放置する事で、同種の魔物が危険を察知して森の奥の方へ引っ込んでくれるのも期待している感じだ。
「さて、見えてきたぞ……アレだ」
アメリアさんのその言葉から一分足らずで到着した。
そこには山の斜面にぽっかり開いた穴があり、その周囲に数名の兵士がテントなどを設営していて、私たちを出迎えていた。
「お待ちしておりました!」
「うむ。状況は?」
「はっ!まず……」
ここまで同行してきた兵士たちが馬を下りて、装備の再点検をしている横で、アメリアさんが警戒に当たっていた人たちから状況報告を受けているのを何となく聞く。
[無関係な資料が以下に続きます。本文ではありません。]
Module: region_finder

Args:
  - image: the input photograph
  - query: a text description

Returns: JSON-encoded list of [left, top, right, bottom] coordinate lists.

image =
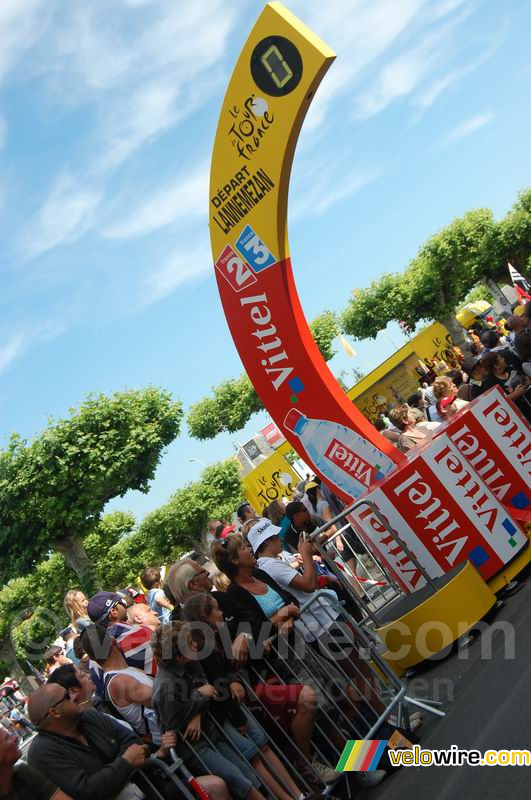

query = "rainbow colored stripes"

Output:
[[336, 739, 389, 772]]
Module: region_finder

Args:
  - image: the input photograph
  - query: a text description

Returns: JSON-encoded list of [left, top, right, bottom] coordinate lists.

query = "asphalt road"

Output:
[[368, 575, 531, 800]]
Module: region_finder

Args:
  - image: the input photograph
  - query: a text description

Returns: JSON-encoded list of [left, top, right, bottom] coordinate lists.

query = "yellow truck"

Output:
[[347, 322, 458, 420]]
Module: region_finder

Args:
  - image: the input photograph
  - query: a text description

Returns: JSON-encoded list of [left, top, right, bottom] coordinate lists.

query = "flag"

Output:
[[339, 333, 357, 356], [507, 262, 531, 301], [336, 739, 389, 772]]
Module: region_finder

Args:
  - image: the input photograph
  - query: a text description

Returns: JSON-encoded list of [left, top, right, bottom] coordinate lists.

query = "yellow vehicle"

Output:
[[347, 322, 459, 420]]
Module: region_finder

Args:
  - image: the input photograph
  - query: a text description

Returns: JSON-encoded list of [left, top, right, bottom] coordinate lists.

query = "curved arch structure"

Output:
[[210, 2, 405, 501]]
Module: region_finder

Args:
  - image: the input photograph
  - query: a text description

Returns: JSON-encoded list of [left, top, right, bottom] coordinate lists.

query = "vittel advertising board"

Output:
[[353, 434, 527, 591], [436, 386, 531, 510], [210, 3, 405, 502]]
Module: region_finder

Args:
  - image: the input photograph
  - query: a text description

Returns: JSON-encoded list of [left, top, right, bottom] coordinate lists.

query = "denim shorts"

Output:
[[192, 731, 260, 800], [223, 706, 267, 761]]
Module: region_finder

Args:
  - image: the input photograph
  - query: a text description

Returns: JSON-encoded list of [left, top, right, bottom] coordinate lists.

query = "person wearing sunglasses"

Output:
[[0, 726, 72, 800], [87, 592, 157, 697], [28, 684, 149, 800]]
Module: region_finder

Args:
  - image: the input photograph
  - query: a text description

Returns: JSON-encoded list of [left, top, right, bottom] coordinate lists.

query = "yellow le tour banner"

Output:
[[242, 453, 301, 514]]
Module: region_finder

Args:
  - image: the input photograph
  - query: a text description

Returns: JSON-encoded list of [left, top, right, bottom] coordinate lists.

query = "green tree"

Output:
[[187, 311, 339, 440], [0, 387, 182, 591], [342, 209, 503, 342], [497, 189, 531, 272], [139, 459, 243, 563], [0, 511, 138, 680]]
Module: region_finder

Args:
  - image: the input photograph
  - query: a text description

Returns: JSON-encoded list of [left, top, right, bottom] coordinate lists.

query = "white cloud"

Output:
[[0, 0, 51, 80], [21, 175, 102, 257], [0, 321, 64, 373], [0, 333, 31, 372], [289, 165, 378, 220], [445, 112, 494, 142], [104, 163, 209, 239], [144, 245, 213, 305]]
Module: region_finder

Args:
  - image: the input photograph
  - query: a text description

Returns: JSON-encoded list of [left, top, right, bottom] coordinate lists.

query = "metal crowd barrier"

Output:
[[156, 500, 445, 800], [319, 517, 404, 612], [175, 590, 428, 798]]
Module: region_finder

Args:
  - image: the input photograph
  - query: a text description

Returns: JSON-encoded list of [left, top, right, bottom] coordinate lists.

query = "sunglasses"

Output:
[[35, 689, 70, 728], [94, 600, 127, 625]]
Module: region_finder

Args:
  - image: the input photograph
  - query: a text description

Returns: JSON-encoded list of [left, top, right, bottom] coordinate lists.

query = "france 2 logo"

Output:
[[214, 244, 257, 292]]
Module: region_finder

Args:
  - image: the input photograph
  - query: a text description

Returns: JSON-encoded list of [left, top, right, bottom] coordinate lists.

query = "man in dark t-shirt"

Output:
[[0, 728, 72, 800]]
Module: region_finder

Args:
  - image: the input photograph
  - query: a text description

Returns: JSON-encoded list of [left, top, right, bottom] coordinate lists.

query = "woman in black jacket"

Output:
[[183, 593, 302, 800]]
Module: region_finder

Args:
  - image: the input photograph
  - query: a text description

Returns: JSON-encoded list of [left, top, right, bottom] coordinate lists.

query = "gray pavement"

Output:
[[368, 576, 531, 800]]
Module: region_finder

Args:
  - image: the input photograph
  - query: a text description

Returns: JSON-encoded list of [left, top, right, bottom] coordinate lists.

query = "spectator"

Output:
[[153, 622, 270, 800], [459, 356, 487, 401], [59, 625, 79, 664], [265, 500, 291, 542], [88, 592, 157, 697], [391, 403, 440, 453], [426, 371, 467, 422], [284, 500, 317, 553], [482, 352, 531, 422], [184, 593, 301, 800], [43, 644, 72, 675], [248, 520, 386, 707], [48, 664, 133, 731], [514, 332, 531, 378], [236, 503, 256, 525], [207, 519, 234, 541], [8, 708, 35, 736], [302, 481, 336, 539], [48, 665, 230, 800], [505, 314, 530, 345], [168, 559, 256, 666], [140, 567, 173, 624], [373, 417, 400, 446], [479, 330, 504, 353], [168, 559, 213, 603], [0, 728, 72, 800], [63, 589, 90, 633], [212, 536, 385, 785], [127, 603, 161, 631], [81, 625, 160, 745], [28, 684, 149, 800]]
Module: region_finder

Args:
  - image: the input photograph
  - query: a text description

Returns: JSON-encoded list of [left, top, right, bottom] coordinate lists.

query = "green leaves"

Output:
[[139, 459, 243, 563], [0, 387, 182, 581]]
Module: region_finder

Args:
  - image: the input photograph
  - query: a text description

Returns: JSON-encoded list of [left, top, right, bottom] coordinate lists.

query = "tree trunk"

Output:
[[0, 634, 31, 692], [441, 314, 466, 349], [53, 536, 101, 597]]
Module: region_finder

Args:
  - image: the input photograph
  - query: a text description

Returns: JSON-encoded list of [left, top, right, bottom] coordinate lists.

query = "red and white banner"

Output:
[[436, 386, 531, 510], [353, 434, 527, 592]]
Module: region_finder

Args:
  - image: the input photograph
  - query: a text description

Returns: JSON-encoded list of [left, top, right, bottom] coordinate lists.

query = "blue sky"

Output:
[[0, 0, 531, 516]]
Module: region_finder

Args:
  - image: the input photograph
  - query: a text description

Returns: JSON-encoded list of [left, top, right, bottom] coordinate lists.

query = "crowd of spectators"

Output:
[[4, 472, 426, 800], [373, 304, 531, 453]]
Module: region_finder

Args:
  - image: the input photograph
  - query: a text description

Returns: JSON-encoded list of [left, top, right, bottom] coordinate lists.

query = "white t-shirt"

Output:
[[257, 556, 339, 642]]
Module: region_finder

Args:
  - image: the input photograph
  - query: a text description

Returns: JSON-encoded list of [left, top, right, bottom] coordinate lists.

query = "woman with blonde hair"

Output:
[[389, 403, 440, 453], [63, 589, 91, 633]]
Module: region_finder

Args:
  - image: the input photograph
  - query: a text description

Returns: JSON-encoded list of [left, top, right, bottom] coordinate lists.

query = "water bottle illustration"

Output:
[[284, 408, 396, 498]]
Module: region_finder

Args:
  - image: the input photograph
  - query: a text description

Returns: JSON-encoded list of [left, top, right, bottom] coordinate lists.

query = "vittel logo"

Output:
[[325, 439, 378, 487]]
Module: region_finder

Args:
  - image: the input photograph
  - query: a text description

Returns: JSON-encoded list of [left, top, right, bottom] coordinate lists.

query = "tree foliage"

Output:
[[187, 311, 339, 440], [0, 387, 182, 584], [341, 189, 531, 339], [139, 459, 243, 558]]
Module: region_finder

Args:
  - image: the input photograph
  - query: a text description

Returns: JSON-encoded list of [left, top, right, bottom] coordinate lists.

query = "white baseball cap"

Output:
[[247, 517, 282, 553]]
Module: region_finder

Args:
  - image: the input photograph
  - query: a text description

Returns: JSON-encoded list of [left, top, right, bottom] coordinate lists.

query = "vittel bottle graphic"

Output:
[[284, 408, 396, 498]]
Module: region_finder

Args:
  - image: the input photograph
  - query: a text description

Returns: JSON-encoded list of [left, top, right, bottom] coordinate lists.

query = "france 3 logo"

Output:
[[215, 225, 277, 292]]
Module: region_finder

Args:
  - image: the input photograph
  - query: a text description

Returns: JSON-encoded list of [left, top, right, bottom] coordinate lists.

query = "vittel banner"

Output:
[[355, 435, 527, 591], [349, 489, 444, 593], [210, 3, 406, 503], [444, 387, 531, 510]]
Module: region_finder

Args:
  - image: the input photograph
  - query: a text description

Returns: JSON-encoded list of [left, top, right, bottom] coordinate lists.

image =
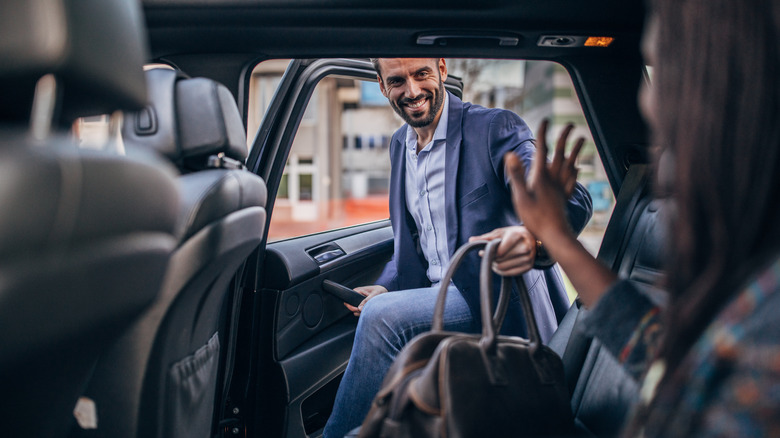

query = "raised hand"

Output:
[[504, 120, 585, 242]]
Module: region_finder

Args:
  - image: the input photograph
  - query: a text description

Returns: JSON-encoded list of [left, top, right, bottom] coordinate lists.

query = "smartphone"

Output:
[[322, 280, 366, 307]]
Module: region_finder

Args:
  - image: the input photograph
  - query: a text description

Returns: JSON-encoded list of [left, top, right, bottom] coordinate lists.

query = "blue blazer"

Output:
[[376, 90, 593, 342]]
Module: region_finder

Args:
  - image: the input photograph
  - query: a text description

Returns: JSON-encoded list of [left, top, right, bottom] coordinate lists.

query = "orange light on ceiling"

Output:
[[585, 37, 615, 47]]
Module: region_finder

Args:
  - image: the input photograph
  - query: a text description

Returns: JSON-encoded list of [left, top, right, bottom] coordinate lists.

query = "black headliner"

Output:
[[143, 0, 647, 191], [143, 0, 644, 59]]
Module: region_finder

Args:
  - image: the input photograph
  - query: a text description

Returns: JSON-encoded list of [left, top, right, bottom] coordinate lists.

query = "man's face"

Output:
[[378, 58, 447, 128]]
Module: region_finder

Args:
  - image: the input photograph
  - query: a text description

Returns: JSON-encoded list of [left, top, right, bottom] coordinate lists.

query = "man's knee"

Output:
[[358, 292, 415, 350]]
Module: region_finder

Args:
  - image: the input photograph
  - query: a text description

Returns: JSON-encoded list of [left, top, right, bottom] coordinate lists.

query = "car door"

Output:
[[229, 59, 462, 437]]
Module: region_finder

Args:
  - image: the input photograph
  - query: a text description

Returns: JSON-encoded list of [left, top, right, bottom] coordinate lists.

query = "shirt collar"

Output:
[[406, 91, 450, 150]]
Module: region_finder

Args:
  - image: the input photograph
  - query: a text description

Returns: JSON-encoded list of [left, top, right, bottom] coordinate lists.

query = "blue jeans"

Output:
[[323, 285, 478, 438]]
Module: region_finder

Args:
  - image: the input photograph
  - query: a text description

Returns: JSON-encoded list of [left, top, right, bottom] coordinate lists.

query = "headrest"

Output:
[[0, 0, 148, 120], [122, 68, 247, 171]]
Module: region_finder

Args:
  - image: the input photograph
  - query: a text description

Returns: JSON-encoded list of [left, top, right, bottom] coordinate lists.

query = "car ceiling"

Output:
[[143, 0, 647, 187], [143, 0, 644, 58]]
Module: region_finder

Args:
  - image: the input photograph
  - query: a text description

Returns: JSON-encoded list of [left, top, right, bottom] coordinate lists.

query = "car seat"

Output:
[[0, 0, 178, 437], [81, 69, 266, 438]]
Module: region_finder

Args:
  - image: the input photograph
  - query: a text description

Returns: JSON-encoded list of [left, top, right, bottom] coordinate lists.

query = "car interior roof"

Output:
[[143, 0, 647, 191], [143, 0, 644, 59]]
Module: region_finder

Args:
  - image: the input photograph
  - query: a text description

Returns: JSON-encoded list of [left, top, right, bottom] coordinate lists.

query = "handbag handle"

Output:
[[431, 239, 541, 353]]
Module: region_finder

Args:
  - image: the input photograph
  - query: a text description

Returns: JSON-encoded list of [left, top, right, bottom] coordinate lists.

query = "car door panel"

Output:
[[238, 59, 462, 438], [261, 220, 393, 436]]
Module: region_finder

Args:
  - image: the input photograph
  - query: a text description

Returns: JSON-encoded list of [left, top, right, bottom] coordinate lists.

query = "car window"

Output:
[[254, 59, 614, 264], [248, 61, 396, 241]]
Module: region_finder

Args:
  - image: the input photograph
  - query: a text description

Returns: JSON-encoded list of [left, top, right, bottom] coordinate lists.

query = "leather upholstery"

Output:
[[122, 68, 247, 172], [0, 0, 179, 437], [550, 165, 670, 437], [78, 69, 267, 438]]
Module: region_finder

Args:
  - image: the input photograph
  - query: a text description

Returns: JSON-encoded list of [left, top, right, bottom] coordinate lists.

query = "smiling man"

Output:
[[324, 58, 592, 438]]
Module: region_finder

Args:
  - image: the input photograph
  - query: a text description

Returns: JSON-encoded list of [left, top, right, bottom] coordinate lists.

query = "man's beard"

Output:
[[390, 77, 444, 128]]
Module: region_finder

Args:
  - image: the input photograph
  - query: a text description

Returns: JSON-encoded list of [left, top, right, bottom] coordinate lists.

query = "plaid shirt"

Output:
[[588, 258, 780, 437]]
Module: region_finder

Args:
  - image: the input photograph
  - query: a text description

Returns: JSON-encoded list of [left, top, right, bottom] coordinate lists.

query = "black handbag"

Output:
[[359, 240, 574, 437]]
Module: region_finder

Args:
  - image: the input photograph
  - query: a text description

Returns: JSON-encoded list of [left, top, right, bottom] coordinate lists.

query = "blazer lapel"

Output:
[[389, 133, 406, 234], [444, 93, 463, 256]]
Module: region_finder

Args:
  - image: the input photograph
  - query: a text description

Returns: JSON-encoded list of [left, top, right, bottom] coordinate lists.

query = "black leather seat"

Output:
[[550, 165, 671, 437], [81, 69, 266, 438], [0, 0, 178, 437]]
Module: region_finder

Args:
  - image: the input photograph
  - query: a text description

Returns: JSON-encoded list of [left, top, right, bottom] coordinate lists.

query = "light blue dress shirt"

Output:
[[405, 94, 450, 285]]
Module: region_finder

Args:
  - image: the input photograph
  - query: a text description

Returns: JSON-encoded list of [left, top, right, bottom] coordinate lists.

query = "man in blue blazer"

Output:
[[324, 58, 592, 438]]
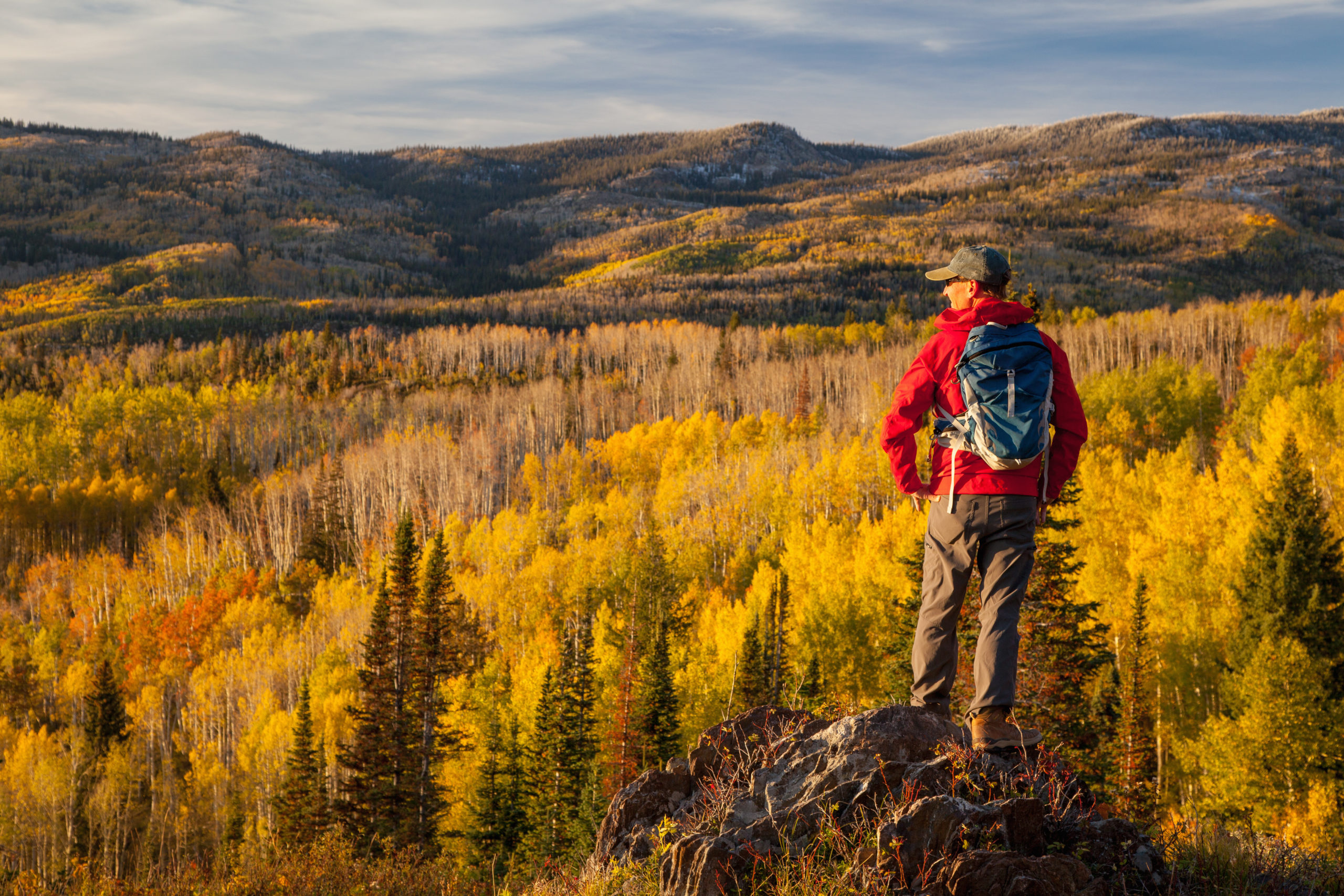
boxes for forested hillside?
[0,280,1344,880]
[0,110,1344,893]
[0,109,1344,333]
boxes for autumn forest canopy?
[0,109,1344,892]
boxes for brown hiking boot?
[970,707,1043,750]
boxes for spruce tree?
[340,574,414,846]
[531,619,601,862]
[1013,480,1113,783]
[638,629,681,767]
[499,718,532,861]
[528,668,569,864]
[411,532,456,852]
[629,520,677,645]
[1228,434,1344,699]
[85,660,130,761]
[765,570,789,705]
[556,618,602,861]
[1116,576,1157,822]
[734,615,770,712]
[799,654,825,709]
[297,456,355,574]
[466,713,506,865]
[274,678,327,846]
[602,623,645,797]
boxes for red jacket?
[881,300,1087,501]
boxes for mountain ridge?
[0,108,1344,335]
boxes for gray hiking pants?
[910,494,1036,716]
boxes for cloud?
[0,0,1344,149]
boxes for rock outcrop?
[594,705,1162,896]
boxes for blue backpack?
[934,324,1055,513]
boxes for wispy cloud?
[0,0,1344,148]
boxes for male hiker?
[881,246,1087,750]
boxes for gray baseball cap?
[925,246,1012,286]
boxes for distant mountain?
[0,109,1344,335]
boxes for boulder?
[938,849,1091,896]
[688,707,825,778]
[594,705,1162,896]
[593,757,695,862]
[658,836,746,896]
[878,795,999,880]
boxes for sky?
[8,0,1344,149]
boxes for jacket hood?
[933,298,1035,331]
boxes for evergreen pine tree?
[411,533,454,852]
[799,654,824,709]
[85,660,130,759]
[274,678,327,846]
[638,629,681,767]
[1116,576,1157,822]
[765,570,789,705]
[602,613,644,798]
[466,713,506,865]
[556,618,602,862]
[629,520,677,645]
[528,668,569,864]
[340,561,415,848]
[499,718,532,861]
[734,615,770,712]
[308,737,332,838]
[1013,480,1113,783]
[297,456,355,574]
[1228,434,1344,699]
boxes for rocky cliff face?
[594,707,1164,896]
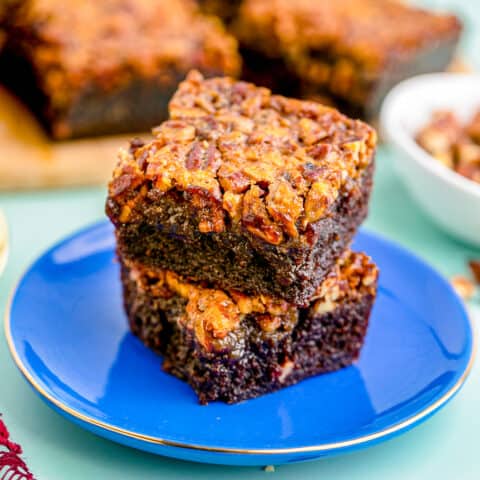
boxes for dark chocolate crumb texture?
[0,0,241,139]
[120,250,378,403]
[232,0,462,117]
[107,72,376,305]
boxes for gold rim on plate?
[5,284,477,455]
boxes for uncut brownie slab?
[120,250,378,404]
[0,0,240,139]
[233,0,461,117]
[106,72,376,305]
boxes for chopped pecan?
[305,180,338,223]
[266,178,303,237]
[218,164,251,193]
[186,289,241,349]
[468,260,480,284]
[222,191,243,223]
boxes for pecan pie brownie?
[120,250,378,404]
[0,0,241,139]
[107,72,376,305]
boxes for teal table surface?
[0,1,480,480]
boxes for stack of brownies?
[107,71,378,403]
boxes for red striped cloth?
[0,419,35,480]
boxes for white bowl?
[380,73,480,246]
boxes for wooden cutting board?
[0,87,150,190]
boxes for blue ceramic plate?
[6,223,472,465]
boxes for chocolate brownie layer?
[1,0,240,139]
[107,74,376,305]
[232,0,461,117]
[122,251,378,403]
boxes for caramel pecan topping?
[110,71,376,245]
[122,250,378,349]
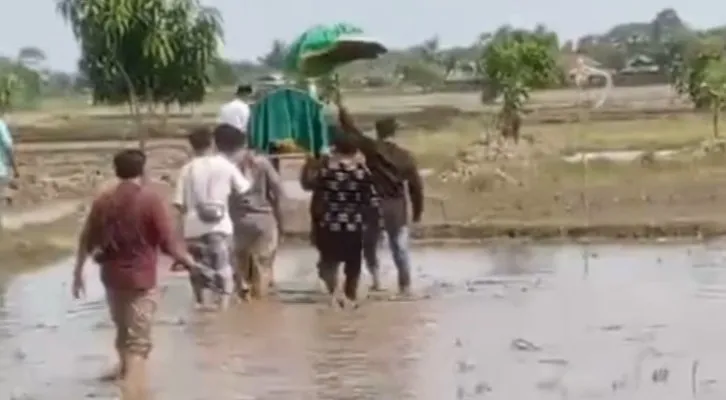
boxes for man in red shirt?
[73,150,194,398]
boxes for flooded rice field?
[0,243,726,400]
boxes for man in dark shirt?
[336,97,424,294]
[73,150,194,398]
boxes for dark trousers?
[315,227,363,300]
[363,198,411,289]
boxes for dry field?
[4,87,726,242]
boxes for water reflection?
[0,242,726,400]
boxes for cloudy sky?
[0,0,726,71]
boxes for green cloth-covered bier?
[248,88,329,156]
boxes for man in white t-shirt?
[217,85,252,133]
[174,128,251,309]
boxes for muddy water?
[0,243,726,400]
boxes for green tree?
[18,46,45,66]
[480,27,559,141]
[701,56,726,138]
[57,0,222,148]
[258,39,287,71]
[671,38,724,109]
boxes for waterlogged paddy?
[0,243,726,400]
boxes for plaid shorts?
[187,233,234,294]
[106,289,157,357]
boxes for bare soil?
[6,91,726,260]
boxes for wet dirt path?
[0,243,726,400]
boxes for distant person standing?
[217,85,252,133]
[72,149,194,399]
[0,119,18,230]
[174,125,251,309]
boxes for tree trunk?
[712,98,721,139]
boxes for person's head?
[331,129,358,156]
[187,126,212,154]
[113,149,146,180]
[235,84,252,99]
[376,117,398,140]
[212,124,247,154]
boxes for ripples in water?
[0,243,726,400]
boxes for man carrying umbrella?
[334,94,424,294]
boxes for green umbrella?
[285,23,387,77]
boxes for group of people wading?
[72,90,423,399]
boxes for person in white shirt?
[174,128,251,309]
[217,85,252,133]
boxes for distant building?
[618,54,660,74]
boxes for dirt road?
[0,242,726,400]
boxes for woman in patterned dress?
[314,135,379,306]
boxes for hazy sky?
[0,0,726,71]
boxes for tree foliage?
[480,28,560,140]
[57,0,222,111]
[258,40,287,71]
[0,53,43,113]
[670,38,724,109]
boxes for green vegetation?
[481,30,558,141]
[58,0,222,147]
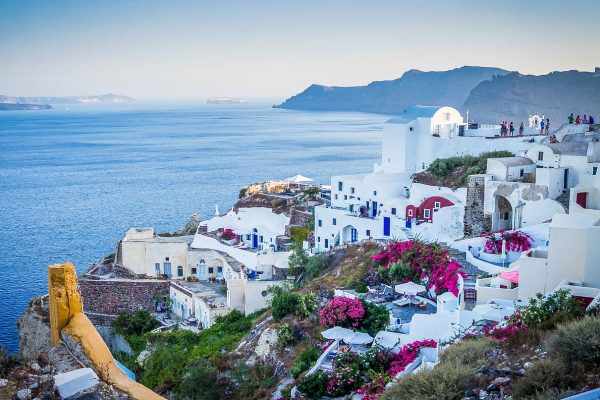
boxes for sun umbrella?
[285,175,314,183]
[321,326,354,342]
[344,332,373,344]
[395,282,426,295]
[473,304,515,322]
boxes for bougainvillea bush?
[372,240,466,296]
[319,297,365,328]
[221,228,237,240]
[483,231,532,254]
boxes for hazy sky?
[0,0,600,100]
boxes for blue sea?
[0,104,386,352]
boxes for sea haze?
[0,104,386,352]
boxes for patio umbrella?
[321,326,354,342]
[344,332,373,344]
[395,282,426,295]
[473,304,515,322]
[284,175,314,183]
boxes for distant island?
[206,97,248,104]
[0,103,54,111]
[0,93,135,105]
[273,66,600,123]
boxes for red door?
[575,192,587,208]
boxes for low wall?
[79,278,169,315]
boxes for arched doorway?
[342,225,358,243]
[492,195,513,231]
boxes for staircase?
[115,240,123,265]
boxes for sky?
[0,0,600,101]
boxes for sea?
[0,103,387,353]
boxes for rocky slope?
[274,66,508,114]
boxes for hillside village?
[4,106,600,399]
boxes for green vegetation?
[290,346,321,379]
[381,338,493,400]
[427,151,514,187]
[298,371,329,400]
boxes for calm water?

私からの連絡を受けて、このダンジョンをチェックし続けていたが、どうやら一昨日辺りから魔物の質が変わったらしく、少し警戒を強めていた事。現時点での兵士への被害は軽微だが、通常のダンジョンでの討伐より大きいとの事。
「なるほどわかった」
最後に、誰がどの辺りにいるという情報を確認したアメリアさんが、テキパキと武装を整えていく。ヴィジョンの力を最大限に発揮するために、ゴツい全身鎧は着られないそうだが、要所要所を魔法的な金属で補強した防具を身につけると、リリィさんとは違ったタイプのザ・女騎士という感じに仕上がった。
何これカッコいい。
思わず見とれてしまったが、アメリアさんの「では行くぞ!」の声で我に返る。
「やっぱり一緒に行かれるんですか?」
「何度も言わせるな」
「わかりました」
議論するだけ無駄だとわかっているからしないけど、注意だけはしておこう。
「詳しい状況は直接見なければ何とも言えませんが、見た事も聞いた事もないような魔物も多く現れます。あとはさらに強力な魔族も」
「うむ。腕が鳴るな」
「鳴らなくていいです。私が対処しますので」
「そう言われてもな。なあ、リリィ?」
「ええ、もちろん」
ダメだ、これ。
「そうだ、レオナ」
「はい」
「これを持って行けるか?」
「剣?」
「ああ。強い魔物という事は、普通の剣では耐え切れん相手の可能性が非常に高い。とっておきを持ってきたんだが、運んでもらえると助かる」
どう見てもそれ一振りで、王都の屋敷が一軒買えるくらいの金額になりそうな剣を一抱え受け取り、アイテムボックスへ放り込む。
「不思議な力だな」
「姉上、レオナの真価はこんなものではありませんよ」
「期待しよう」
「あははははは……」
何を期待されているんでしょう?
そんな事を話している間に同行する兵士の準備も完了。領都からここまで同行してきた人たちが交代でここに残り、今までここにいて周囲の警戒やら何やらにあたっていた人たちがダンジョン内へ同行する。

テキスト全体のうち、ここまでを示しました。